Em A poética de Sérgio Frusoni – uma leitura antropológica, da autoria do antropólogo Mesquitela Lima, encontramos:

Amor ê pom, Bia (p. 84)

Bo ma amor, Bia, t andá tá crê massá:
Amor ta po aga, bo ta pô lenha
Amor ta po sal, bo, bo ta pol farinha.
(…)
Amor, Bia, ê aga, amor ê sal,
Amor ê forne, amor ê pader,
Ma pal dá pom, ê co lume dmorode.

O que é o amor?Quando é que se ama? Quando é que estamos prontos para amar? O que dizer a quem se ama? O amor precisa do seu tempo de cozedura. Até que esteja pronto, o que fazemos? Será que algum dia estará pronto? Amor e pom

Sô trode ratrote (p. 82)

Djodja ta co Lela na regóce
El ta tud te spial,
ta ninal,
ta suspendel pa bróce!…
Lela cá crê sabê!
Se seita ê metel mon na peite.
E tonte já ´l manobra, já ´l rebolbê,
que um mama já pulá pra fóra
e cardil cara tude
cô resping de se lête!
Má já ´l certa cô tornera,
e de boca lapóde na êl,
Já ´l chupá, chupá, tê que já ´l fartá!…

Êl tá tude t´abri boca, agora,
ta resmunga,
tá lisá quês dos cabelim
quel tem na cabeça…
ta spia sê mãe…
e cma êl te jonjá depressa,
Ê sô ruvra ôi, e… já ´l bá cô sone…

Possivelmente, não há melhor quadro que aquele que foi pintado aqui pelo poeta. Abnegação da mãe relativamente ao filho. A primeira, literalmente, tira de si para dar ao segundo. A pormenorização dos momentos e a pertinência dos movimentos revelam um olhar que, deveras, se mostrou curioso, atento e observador: A entrega da mãe e a seita do filho.

Quand um palavra sô te dzê tude cósa (p.238)

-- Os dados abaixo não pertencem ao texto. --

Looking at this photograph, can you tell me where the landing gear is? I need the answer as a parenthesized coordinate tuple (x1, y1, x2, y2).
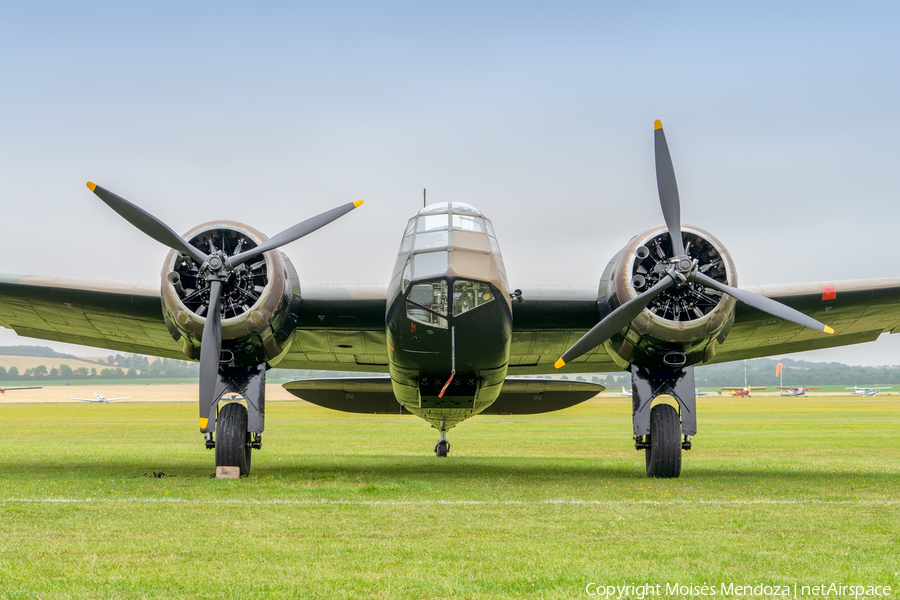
(216, 402, 251, 476)
(631, 364, 696, 478)
(201, 364, 267, 477)
(434, 429, 450, 457)
(644, 403, 682, 478)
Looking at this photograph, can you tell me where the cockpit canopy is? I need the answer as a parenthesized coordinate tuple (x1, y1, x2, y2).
(390, 202, 510, 327)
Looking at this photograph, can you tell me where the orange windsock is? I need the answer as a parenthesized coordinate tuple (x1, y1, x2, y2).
(775, 362, 783, 378)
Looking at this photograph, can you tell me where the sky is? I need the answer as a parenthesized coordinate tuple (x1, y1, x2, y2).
(1, 1, 899, 366)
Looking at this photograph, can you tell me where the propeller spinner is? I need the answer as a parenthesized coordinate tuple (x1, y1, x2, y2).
(554, 121, 832, 369)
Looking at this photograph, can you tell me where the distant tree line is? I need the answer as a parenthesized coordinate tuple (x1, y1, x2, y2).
(0, 345, 78, 359)
(694, 358, 900, 387)
(0, 355, 200, 380)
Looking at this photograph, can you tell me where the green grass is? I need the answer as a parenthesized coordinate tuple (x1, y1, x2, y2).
(1, 398, 898, 599)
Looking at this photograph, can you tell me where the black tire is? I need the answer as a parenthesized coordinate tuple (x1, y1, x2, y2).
(645, 403, 682, 478)
(435, 440, 450, 457)
(216, 402, 251, 476)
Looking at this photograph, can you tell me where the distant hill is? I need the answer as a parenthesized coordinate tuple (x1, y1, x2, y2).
(695, 357, 900, 387)
(0, 346, 78, 359)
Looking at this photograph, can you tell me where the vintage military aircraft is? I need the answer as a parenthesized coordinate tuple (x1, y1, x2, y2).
(69, 392, 130, 403)
(846, 386, 892, 397)
(775, 386, 822, 397)
(1, 120, 899, 479)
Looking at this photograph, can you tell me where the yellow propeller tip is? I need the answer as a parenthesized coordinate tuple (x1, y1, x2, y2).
(199, 418, 208, 429)
(86, 181, 97, 192)
(654, 120, 663, 130)
(824, 325, 834, 334)
(354, 199, 364, 207)
(554, 358, 566, 369)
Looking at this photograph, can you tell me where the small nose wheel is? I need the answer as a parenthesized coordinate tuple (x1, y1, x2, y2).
(434, 428, 450, 457)
(434, 439, 450, 457)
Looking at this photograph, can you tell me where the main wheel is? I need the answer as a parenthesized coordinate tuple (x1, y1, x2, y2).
(434, 439, 450, 457)
(216, 402, 252, 476)
(645, 403, 682, 478)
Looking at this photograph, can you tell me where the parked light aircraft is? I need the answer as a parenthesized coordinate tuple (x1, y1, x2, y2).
(0, 386, 42, 394)
(720, 361, 767, 397)
(69, 392, 130, 403)
(775, 387, 822, 397)
(3, 121, 900, 479)
(846, 386, 892, 397)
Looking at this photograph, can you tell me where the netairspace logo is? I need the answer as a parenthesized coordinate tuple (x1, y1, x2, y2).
(584, 582, 894, 599)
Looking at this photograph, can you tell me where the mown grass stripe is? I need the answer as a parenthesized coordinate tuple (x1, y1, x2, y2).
(1, 497, 896, 506)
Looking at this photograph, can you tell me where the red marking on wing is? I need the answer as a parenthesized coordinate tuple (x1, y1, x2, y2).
(821, 285, 837, 301)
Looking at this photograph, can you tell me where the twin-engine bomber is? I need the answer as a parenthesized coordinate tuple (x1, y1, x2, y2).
(2, 120, 899, 478)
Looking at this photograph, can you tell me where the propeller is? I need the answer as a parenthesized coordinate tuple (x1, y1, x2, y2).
(86, 182, 363, 429)
(554, 121, 833, 368)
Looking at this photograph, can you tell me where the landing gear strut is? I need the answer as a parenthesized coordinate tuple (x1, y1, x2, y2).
(201, 364, 267, 477)
(434, 428, 450, 457)
(631, 364, 697, 478)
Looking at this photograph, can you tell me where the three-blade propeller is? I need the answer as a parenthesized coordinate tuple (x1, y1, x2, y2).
(554, 121, 833, 369)
(87, 182, 363, 428)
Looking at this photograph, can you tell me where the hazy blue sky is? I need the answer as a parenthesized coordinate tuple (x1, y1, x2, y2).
(2, 2, 899, 366)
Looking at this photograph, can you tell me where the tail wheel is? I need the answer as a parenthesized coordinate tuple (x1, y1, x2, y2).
(645, 403, 682, 478)
(216, 402, 251, 476)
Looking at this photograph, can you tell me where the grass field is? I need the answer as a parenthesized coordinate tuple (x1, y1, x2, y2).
(0, 395, 898, 599)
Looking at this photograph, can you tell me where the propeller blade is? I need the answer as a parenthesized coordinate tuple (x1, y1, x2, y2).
(690, 271, 834, 334)
(555, 273, 678, 368)
(87, 182, 209, 265)
(654, 120, 686, 257)
(228, 200, 364, 268)
(198, 280, 224, 432)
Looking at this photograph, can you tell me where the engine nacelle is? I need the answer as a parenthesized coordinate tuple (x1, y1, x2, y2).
(599, 225, 737, 369)
(161, 221, 301, 368)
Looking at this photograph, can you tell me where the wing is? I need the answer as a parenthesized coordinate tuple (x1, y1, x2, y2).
(68, 397, 94, 402)
(0, 275, 389, 369)
(105, 397, 129, 401)
(3, 274, 900, 373)
(719, 387, 744, 391)
(283, 376, 605, 414)
(2, 386, 42, 390)
(0, 275, 182, 358)
(505, 278, 900, 373)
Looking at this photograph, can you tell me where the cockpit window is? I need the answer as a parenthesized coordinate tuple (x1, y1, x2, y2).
(406, 281, 448, 328)
(451, 202, 480, 215)
(413, 230, 449, 251)
(417, 214, 449, 232)
(452, 280, 494, 316)
(412, 251, 448, 278)
(451, 214, 485, 233)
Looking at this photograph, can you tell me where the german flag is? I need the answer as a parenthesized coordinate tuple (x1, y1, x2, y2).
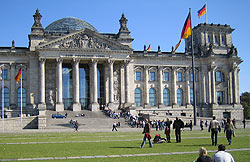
(198, 4, 206, 18)
(15, 69, 22, 84)
(174, 12, 191, 52)
(147, 44, 151, 51)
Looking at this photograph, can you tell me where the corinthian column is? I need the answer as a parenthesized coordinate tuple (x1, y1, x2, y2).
(56, 57, 64, 111)
(10, 63, 16, 108)
(89, 59, 99, 111)
(172, 67, 177, 106)
(211, 66, 216, 104)
(185, 68, 191, 106)
(72, 58, 81, 111)
(124, 60, 131, 107)
(108, 60, 115, 109)
(144, 66, 149, 107)
(158, 67, 163, 107)
(233, 63, 240, 104)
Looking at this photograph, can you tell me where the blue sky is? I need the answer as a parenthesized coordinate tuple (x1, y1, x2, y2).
(0, 0, 249, 94)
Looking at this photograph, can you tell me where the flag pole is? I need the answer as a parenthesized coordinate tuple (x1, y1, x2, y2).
(206, 1, 208, 23)
(1, 65, 4, 132)
(189, 8, 197, 126)
(20, 67, 23, 130)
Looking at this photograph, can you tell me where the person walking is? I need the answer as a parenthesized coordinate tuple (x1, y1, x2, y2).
(173, 117, 184, 143)
(224, 118, 234, 145)
(196, 147, 212, 162)
(74, 120, 79, 131)
(165, 118, 172, 143)
(112, 122, 117, 131)
(140, 119, 153, 148)
(242, 119, 246, 129)
(208, 116, 221, 146)
(212, 144, 235, 162)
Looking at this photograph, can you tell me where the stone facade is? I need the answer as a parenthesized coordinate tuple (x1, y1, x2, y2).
(0, 10, 243, 123)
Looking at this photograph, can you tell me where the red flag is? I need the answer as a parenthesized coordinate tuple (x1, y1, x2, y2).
(198, 4, 206, 18)
(147, 45, 151, 51)
(174, 12, 191, 52)
(15, 69, 22, 84)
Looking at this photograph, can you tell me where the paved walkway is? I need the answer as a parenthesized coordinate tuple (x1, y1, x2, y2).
(1, 134, 249, 145)
(1, 148, 250, 161)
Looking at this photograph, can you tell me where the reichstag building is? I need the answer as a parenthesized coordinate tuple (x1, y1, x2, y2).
(0, 9, 243, 124)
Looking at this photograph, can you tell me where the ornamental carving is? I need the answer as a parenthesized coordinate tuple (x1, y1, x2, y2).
(57, 34, 111, 50)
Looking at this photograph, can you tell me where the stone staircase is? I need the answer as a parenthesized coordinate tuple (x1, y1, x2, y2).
(45, 110, 129, 131)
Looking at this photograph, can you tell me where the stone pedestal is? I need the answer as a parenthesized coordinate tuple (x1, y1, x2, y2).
(89, 102, 99, 111)
(72, 103, 81, 111)
(55, 103, 64, 112)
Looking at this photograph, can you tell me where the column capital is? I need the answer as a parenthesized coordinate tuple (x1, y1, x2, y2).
(56, 57, 63, 64)
(91, 59, 98, 64)
(124, 59, 130, 65)
(172, 66, 177, 72)
(158, 66, 163, 71)
(39, 57, 46, 63)
(208, 62, 217, 71)
(73, 58, 80, 64)
(108, 59, 115, 65)
(144, 65, 150, 70)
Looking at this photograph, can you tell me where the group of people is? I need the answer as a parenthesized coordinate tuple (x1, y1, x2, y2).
(196, 145, 235, 162)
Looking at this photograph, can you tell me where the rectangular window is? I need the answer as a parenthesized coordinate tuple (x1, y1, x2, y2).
(150, 72, 155, 81)
(164, 72, 169, 81)
(136, 72, 141, 81)
(178, 72, 182, 82)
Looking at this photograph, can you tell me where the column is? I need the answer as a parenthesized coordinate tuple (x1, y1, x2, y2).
(233, 63, 239, 104)
(144, 66, 149, 107)
(89, 59, 99, 111)
(185, 68, 191, 106)
(211, 66, 216, 104)
(72, 58, 81, 111)
(56, 58, 64, 111)
(124, 60, 131, 107)
(38, 58, 46, 110)
(208, 70, 212, 104)
(228, 71, 233, 104)
(172, 67, 177, 106)
(202, 72, 207, 104)
(158, 67, 163, 107)
(108, 60, 115, 108)
(10, 63, 16, 108)
(120, 64, 125, 107)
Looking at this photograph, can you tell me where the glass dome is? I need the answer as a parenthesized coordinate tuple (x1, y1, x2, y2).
(45, 17, 98, 33)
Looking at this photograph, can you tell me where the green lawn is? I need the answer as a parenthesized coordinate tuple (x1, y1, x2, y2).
(0, 128, 249, 162)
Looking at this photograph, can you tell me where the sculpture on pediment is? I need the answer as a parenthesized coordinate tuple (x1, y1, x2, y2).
(58, 34, 111, 50)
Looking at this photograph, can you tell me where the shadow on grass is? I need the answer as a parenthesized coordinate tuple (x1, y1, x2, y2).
(182, 144, 212, 147)
(54, 123, 86, 128)
(110, 147, 140, 149)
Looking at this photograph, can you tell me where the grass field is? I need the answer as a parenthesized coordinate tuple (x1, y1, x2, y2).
(0, 128, 249, 162)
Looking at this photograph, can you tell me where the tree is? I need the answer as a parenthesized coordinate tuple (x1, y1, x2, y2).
(241, 92, 250, 119)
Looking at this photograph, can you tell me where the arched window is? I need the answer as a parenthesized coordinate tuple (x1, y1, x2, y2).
(177, 88, 183, 106)
(163, 88, 170, 106)
(0, 87, 10, 107)
(17, 88, 26, 108)
(149, 88, 156, 106)
(134, 88, 142, 107)
(215, 71, 224, 82)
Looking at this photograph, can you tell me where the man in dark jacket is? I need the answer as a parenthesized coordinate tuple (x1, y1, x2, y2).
(173, 117, 184, 143)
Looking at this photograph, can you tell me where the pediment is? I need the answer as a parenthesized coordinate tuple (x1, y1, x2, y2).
(38, 28, 132, 51)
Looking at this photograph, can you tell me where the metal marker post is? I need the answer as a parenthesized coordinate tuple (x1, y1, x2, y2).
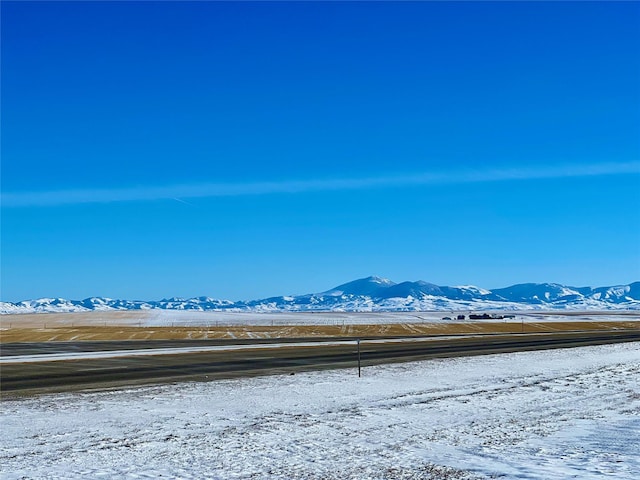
(357, 339, 361, 378)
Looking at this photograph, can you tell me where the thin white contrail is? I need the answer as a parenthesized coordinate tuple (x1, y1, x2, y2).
(2, 161, 638, 208)
(172, 197, 196, 207)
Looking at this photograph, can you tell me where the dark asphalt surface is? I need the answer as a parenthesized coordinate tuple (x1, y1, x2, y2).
(0, 336, 460, 356)
(2, 331, 639, 395)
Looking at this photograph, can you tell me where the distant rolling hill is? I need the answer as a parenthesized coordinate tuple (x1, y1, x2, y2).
(2, 276, 639, 314)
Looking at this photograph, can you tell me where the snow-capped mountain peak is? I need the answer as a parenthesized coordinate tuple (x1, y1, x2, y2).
(323, 276, 396, 296)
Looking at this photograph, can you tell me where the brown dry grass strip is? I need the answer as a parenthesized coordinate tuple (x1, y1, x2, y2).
(1, 321, 639, 343)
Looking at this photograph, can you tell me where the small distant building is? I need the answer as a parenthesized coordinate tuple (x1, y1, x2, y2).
(469, 313, 507, 320)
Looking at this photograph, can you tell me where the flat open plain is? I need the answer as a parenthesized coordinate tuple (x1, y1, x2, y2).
(2, 343, 639, 479)
(2, 312, 639, 478)
(1, 309, 638, 341)
(1, 311, 638, 395)
(2, 308, 638, 329)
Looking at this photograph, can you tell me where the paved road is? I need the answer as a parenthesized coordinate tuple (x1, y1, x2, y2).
(2, 331, 639, 394)
(0, 336, 466, 356)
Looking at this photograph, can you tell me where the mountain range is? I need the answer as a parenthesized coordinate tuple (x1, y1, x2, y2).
(1, 276, 639, 314)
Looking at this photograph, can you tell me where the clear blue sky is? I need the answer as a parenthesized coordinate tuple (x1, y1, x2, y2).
(2, 1, 639, 302)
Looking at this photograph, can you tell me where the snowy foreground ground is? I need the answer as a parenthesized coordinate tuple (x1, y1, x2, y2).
(2, 344, 639, 479)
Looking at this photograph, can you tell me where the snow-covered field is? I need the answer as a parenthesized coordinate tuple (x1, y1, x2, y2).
(3, 309, 637, 329)
(1, 343, 639, 479)
(144, 309, 639, 327)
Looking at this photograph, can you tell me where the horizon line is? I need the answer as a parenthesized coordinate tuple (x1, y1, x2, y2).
(2, 161, 639, 208)
(2, 276, 639, 304)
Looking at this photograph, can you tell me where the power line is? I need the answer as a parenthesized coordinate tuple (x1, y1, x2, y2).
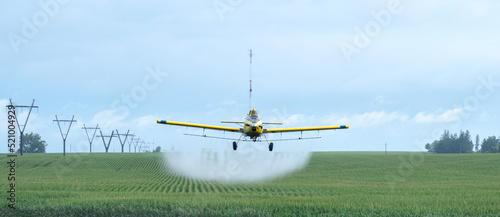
(138, 140, 147, 152)
(116, 129, 131, 153)
(97, 130, 116, 153)
(82, 124, 100, 153)
(132, 137, 142, 153)
(53, 115, 77, 156)
(149, 142, 156, 152)
(9, 99, 38, 156)
(127, 134, 136, 153)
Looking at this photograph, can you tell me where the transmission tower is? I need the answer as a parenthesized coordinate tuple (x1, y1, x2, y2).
(144, 142, 152, 152)
(133, 137, 142, 153)
(97, 130, 116, 153)
(116, 129, 131, 153)
(9, 99, 38, 156)
(82, 124, 100, 153)
(53, 115, 77, 156)
(149, 142, 156, 152)
(126, 134, 136, 153)
(138, 140, 147, 152)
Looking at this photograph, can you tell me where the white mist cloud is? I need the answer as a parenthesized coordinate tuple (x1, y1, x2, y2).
(163, 142, 311, 183)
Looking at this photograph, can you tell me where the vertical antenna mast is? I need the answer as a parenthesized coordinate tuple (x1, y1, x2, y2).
(249, 49, 253, 110)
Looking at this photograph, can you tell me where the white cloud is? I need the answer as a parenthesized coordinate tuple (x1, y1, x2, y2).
(0, 99, 10, 127)
(61, 102, 88, 111)
(371, 95, 397, 105)
(267, 110, 409, 130)
(332, 111, 409, 128)
(206, 100, 237, 108)
(265, 108, 316, 127)
(0, 99, 9, 107)
(90, 110, 129, 130)
(414, 108, 463, 124)
(134, 115, 156, 127)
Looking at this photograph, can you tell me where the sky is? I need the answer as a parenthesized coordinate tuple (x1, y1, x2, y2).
(1, 0, 499, 154)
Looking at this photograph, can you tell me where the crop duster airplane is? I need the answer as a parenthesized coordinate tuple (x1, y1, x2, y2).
(156, 50, 349, 151)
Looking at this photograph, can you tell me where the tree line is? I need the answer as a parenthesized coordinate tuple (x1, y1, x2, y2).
(425, 130, 500, 153)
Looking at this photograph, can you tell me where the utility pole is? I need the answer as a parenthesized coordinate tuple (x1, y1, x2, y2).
(149, 142, 156, 152)
(97, 130, 116, 153)
(137, 138, 143, 153)
(139, 140, 147, 152)
(145, 142, 152, 152)
(116, 129, 130, 153)
(134, 138, 142, 153)
(130, 137, 141, 153)
(53, 115, 77, 156)
(126, 134, 136, 153)
(9, 99, 38, 156)
(82, 124, 100, 153)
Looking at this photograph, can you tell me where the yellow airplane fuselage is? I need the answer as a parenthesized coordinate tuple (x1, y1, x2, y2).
(243, 109, 263, 139)
(243, 121, 263, 138)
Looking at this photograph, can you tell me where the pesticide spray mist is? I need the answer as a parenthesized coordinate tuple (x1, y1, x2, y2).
(163, 139, 312, 183)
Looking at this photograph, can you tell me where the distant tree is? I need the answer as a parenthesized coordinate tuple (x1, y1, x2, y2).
(16, 132, 47, 153)
(475, 134, 480, 152)
(153, 146, 161, 152)
(429, 131, 500, 154)
(425, 143, 432, 152)
(481, 136, 500, 153)
(458, 130, 473, 153)
(426, 130, 473, 153)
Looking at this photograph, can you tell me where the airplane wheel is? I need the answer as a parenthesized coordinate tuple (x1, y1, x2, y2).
(233, 142, 237, 151)
(269, 143, 273, 152)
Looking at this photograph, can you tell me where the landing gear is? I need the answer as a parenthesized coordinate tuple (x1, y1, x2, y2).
(233, 134, 244, 151)
(262, 133, 273, 152)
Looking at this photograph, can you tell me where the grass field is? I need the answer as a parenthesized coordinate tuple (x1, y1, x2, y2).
(2, 152, 499, 216)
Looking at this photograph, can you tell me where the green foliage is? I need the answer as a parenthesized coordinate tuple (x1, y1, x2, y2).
(1, 152, 499, 216)
(16, 132, 47, 153)
(153, 146, 161, 152)
(426, 130, 474, 153)
(481, 136, 500, 153)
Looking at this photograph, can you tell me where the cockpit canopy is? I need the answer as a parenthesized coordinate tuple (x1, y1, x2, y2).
(246, 109, 261, 124)
(248, 109, 258, 117)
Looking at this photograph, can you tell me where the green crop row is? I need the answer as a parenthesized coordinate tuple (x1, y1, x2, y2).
(1, 152, 499, 216)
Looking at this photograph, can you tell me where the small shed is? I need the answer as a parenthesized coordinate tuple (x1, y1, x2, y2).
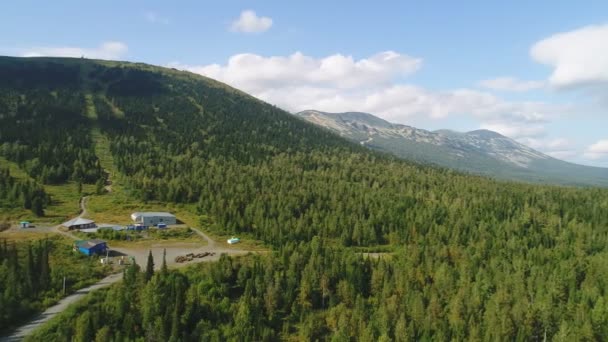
(74, 239, 108, 256)
(20, 221, 30, 228)
(62, 217, 96, 230)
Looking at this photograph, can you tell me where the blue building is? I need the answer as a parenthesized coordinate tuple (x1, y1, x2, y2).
(74, 239, 108, 256)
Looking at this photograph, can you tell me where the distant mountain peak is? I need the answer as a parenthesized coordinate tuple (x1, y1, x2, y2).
(297, 110, 608, 187)
(298, 110, 393, 129)
(466, 129, 506, 139)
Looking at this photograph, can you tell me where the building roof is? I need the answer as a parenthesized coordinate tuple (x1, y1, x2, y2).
(74, 239, 106, 249)
(62, 217, 95, 227)
(131, 212, 175, 217)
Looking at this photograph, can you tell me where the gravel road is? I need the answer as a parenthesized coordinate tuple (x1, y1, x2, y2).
(0, 273, 123, 342)
(1, 197, 251, 341)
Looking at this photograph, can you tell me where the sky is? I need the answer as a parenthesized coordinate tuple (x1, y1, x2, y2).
(2, 0, 608, 166)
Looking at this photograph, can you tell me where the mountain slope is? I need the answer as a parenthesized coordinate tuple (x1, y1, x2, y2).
(297, 110, 608, 187)
(3, 57, 608, 341)
(0, 55, 606, 244)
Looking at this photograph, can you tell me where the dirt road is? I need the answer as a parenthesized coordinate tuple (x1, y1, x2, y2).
(1, 198, 252, 341)
(0, 273, 123, 342)
(78, 196, 88, 218)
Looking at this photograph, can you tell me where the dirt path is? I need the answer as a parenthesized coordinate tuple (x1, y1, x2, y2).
(190, 226, 216, 248)
(3, 198, 252, 341)
(0, 273, 123, 342)
(78, 196, 88, 218)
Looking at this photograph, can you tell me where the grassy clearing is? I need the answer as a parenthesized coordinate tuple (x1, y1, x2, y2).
(0, 157, 35, 222)
(0, 156, 31, 181)
(84, 93, 97, 120)
(86, 127, 135, 224)
(91, 127, 114, 173)
(0, 157, 85, 224)
(100, 94, 124, 118)
(0, 229, 54, 242)
(195, 214, 267, 251)
(43, 183, 95, 224)
(85, 131, 212, 248)
(74, 226, 197, 243)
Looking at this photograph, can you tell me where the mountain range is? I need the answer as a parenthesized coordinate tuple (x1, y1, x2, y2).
(296, 110, 608, 187)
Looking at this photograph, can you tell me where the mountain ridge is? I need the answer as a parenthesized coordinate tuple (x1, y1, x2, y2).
(296, 110, 608, 187)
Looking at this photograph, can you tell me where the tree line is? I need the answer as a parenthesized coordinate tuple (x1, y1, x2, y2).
(28, 234, 608, 341)
(0, 167, 49, 216)
(0, 237, 108, 334)
(0, 89, 103, 185)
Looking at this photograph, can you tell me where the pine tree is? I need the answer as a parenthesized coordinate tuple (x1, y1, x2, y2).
(31, 197, 44, 216)
(145, 250, 155, 282)
(95, 178, 105, 195)
(38, 239, 51, 291)
(161, 248, 168, 275)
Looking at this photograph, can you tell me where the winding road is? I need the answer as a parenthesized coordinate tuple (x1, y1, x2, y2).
(1, 196, 250, 341)
(0, 273, 123, 342)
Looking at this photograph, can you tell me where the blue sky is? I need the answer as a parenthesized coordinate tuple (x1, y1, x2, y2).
(2, 0, 608, 166)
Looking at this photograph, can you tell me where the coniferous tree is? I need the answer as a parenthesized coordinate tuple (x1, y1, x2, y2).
(145, 250, 154, 282)
(161, 249, 168, 275)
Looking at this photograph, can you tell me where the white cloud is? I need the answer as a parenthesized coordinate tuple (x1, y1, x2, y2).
(478, 77, 544, 92)
(21, 41, 128, 60)
(531, 24, 608, 88)
(584, 139, 608, 160)
(480, 122, 546, 139)
(518, 137, 576, 159)
(171, 51, 421, 91)
(144, 11, 169, 24)
(230, 10, 273, 33)
(546, 150, 578, 160)
(170, 51, 565, 143)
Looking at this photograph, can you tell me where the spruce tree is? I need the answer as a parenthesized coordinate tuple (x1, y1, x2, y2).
(31, 197, 44, 217)
(145, 250, 154, 282)
(161, 248, 168, 275)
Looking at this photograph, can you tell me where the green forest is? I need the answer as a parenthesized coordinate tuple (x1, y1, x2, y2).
(0, 237, 108, 334)
(1, 56, 608, 340)
(28, 237, 608, 341)
(0, 167, 49, 216)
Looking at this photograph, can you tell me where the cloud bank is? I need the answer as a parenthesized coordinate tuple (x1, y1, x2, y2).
(585, 140, 608, 160)
(170, 51, 558, 141)
(21, 41, 128, 60)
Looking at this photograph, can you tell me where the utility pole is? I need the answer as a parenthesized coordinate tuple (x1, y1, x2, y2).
(63, 276, 66, 295)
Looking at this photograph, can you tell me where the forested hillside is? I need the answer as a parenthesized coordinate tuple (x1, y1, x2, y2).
(0, 237, 108, 334)
(0, 167, 49, 217)
(2, 56, 608, 340)
(27, 234, 608, 341)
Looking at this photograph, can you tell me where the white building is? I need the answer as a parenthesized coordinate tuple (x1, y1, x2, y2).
(130, 212, 176, 226)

Um dia nh´ Armanda infermêra,
Desembarcá tá bem d´ Lisboa:
Luva, cartera
Cabel caracolóde
Cara pintóde
Ta psca confundi parecença.

Um mdjer q´tava ta passa,
Para ta spial,
Cabá el sucdi cabéça el dzê:
– “ Nh´ Augusta, nh´ armôm, PACIÊNÇA!…

Mais uma vez, a mulher é protagonista em Frusoni. Contudo, aqui, ele, querendo ridicularizar o comportamento de uma mulher (Nh´ Augusta) acaba por caricaturizar uma situação: a emigrante em férias para mostrar que se deu bem, segundo a escandalizada, exageranos trejeitos e enfeites fazendo com que não seja, pelo menos num primeiro momento, bem aceite por aquela que ficou. A situação, em si, acaba por ser cómica porém reveladora de um complexo por parte daquele que, por motivos vários, não conseguiu sair da sua terra-natal e daquele que regressou e, por vezes, de forma ufana e despropositada quer mostrar-se.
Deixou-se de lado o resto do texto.